5 Types of IQ Tests Explained

Wondering which cognitive assessment is right for you? Explore the 5 types of IQ tests, from clinical batteries to online options. Read the full guide!

Dr. Russell T. WarneChief Scientist

One of the most common misconceptions about IQ testing is that all tests are essentially the same or that the differences between them are trivial. That is not true.

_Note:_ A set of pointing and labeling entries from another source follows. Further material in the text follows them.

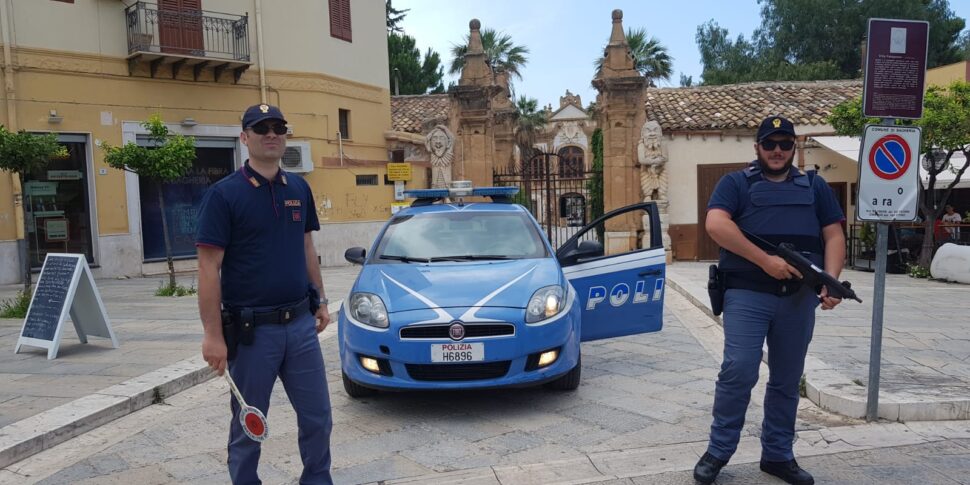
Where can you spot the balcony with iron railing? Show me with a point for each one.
(186, 39)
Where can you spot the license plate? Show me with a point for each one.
(458, 352)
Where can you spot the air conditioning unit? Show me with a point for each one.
(297, 157)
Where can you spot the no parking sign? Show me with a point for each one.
(889, 174)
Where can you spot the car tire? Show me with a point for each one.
(570, 381)
(356, 390)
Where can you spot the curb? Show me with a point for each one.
(45, 430)
(832, 391)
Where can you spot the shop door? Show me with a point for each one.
(180, 27)
(182, 199)
(58, 207)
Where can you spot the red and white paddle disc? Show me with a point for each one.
(252, 419)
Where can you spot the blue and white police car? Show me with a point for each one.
(470, 295)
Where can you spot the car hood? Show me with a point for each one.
(405, 287)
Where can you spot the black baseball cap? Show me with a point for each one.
(259, 112)
(773, 125)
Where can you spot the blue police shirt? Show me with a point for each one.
(260, 224)
(780, 223)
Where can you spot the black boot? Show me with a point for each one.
(788, 471)
(706, 470)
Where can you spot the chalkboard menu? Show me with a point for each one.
(66, 287)
(49, 297)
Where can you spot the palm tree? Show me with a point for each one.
(530, 121)
(500, 53)
(650, 57)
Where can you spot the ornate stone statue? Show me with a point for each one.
(648, 148)
(440, 144)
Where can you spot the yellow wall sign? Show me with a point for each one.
(399, 171)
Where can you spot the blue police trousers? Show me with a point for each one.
(751, 318)
(291, 352)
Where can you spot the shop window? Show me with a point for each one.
(343, 116)
(182, 199)
(340, 20)
(367, 180)
(57, 205)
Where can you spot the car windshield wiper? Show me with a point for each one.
(406, 259)
(470, 257)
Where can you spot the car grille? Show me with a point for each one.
(458, 372)
(472, 330)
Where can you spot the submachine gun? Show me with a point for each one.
(811, 274)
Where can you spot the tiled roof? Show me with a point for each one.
(408, 113)
(740, 106)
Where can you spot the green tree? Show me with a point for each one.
(946, 131)
(23, 153)
(650, 57)
(529, 122)
(500, 53)
(594, 186)
(394, 17)
(409, 73)
(166, 158)
(793, 44)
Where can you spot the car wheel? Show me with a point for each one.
(356, 390)
(570, 381)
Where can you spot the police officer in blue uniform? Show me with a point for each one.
(764, 299)
(259, 295)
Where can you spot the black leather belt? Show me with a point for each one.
(278, 316)
(777, 287)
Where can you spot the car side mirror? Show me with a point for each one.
(355, 255)
(584, 250)
(589, 249)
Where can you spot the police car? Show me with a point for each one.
(469, 295)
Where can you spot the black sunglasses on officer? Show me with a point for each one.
(263, 128)
(770, 145)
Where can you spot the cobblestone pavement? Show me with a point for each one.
(637, 392)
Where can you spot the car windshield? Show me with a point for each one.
(460, 236)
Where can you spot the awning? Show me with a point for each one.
(848, 147)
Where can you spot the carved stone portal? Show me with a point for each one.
(653, 175)
(440, 144)
(649, 148)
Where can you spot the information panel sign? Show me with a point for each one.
(895, 68)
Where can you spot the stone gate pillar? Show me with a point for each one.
(621, 104)
(476, 131)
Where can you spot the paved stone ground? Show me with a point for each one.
(642, 391)
(926, 335)
(152, 332)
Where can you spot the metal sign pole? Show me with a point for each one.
(878, 300)
(878, 304)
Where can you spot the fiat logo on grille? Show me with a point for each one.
(456, 331)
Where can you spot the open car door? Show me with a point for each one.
(618, 271)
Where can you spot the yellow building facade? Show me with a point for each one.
(92, 70)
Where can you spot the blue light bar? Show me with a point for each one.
(426, 193)
(493, 191)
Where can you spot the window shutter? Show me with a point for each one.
(340, 20)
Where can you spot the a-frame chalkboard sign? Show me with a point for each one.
(65, 287)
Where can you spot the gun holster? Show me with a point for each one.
(313, 297)
(715, 289)
(230, 333)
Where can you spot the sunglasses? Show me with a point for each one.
(263, 128)
(771, 144)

Every IQ test varies considerably in their format, administration method, content, purpose, and the depth of information they provide. Understanding these differences matters for both past and future examinees.

Before getting into the types, one foundational point is worth establishing. Despite their differences, all legitimate IQ tests converge on the same underlying construct: general intelligence, or g. Charles Spearman named this principle the "indifference of the indicator" — his finding that as long as a task requires thinking, reasoning, or judgment, it will measure intelligence to some meaningful degree. Modern research has consistently confirmed this. That is why tests with very different-looking content can still produce scores that are meaningfully comparable. That does not mean all IQ tests are equally good or useful, though.

With that in mind, here are the five types.

Type 1: Individually Administered IQ Tests

Individually administered tests are given by a trained examiner to a single person at a time, either face-to-face or via a video call. The most widely used examples are the Wechsler Adult Intelligence Scale (WAIS), currently in its fifth edition and the most widely used individual intelligence test for adults in the world, along with the Wechsler Intelligence Scale for Children (WISC), the Stanford-Binet Intelligence Scales, and the Woodcock-Johnson Tests of Cognitive Abilities. All require an examiner with graduate-level training in standardized test administration.

The core advantage of individual administration is that a trained examiner is present, they can observe behaviors invisible on a self-administered test, such as how a person approaches a difficult problem, whether effort seems genuine, or if the examinee is experiencing a high amount of anxiety. Examiners can adapt pacing and verify task comprehension within the bounds of standardized procedures. These tests also produce rich score reports with a full scale IQ alongside index scores and observations from the examiner. The profile of scores and the examiner’s insights make individually administered tests the standard for clinical diagnostic decisions about learning disabilities, giftedness, cognitive decline, or forensic assessments.

The tradeoffs are real. Administration takes about 90 minutes and requires a licensed psychologist or specially trained professional. Clinical testing fees are often several hundred dollars or more. This makes individual testing impractical for any situation where many people need to be assessed at once.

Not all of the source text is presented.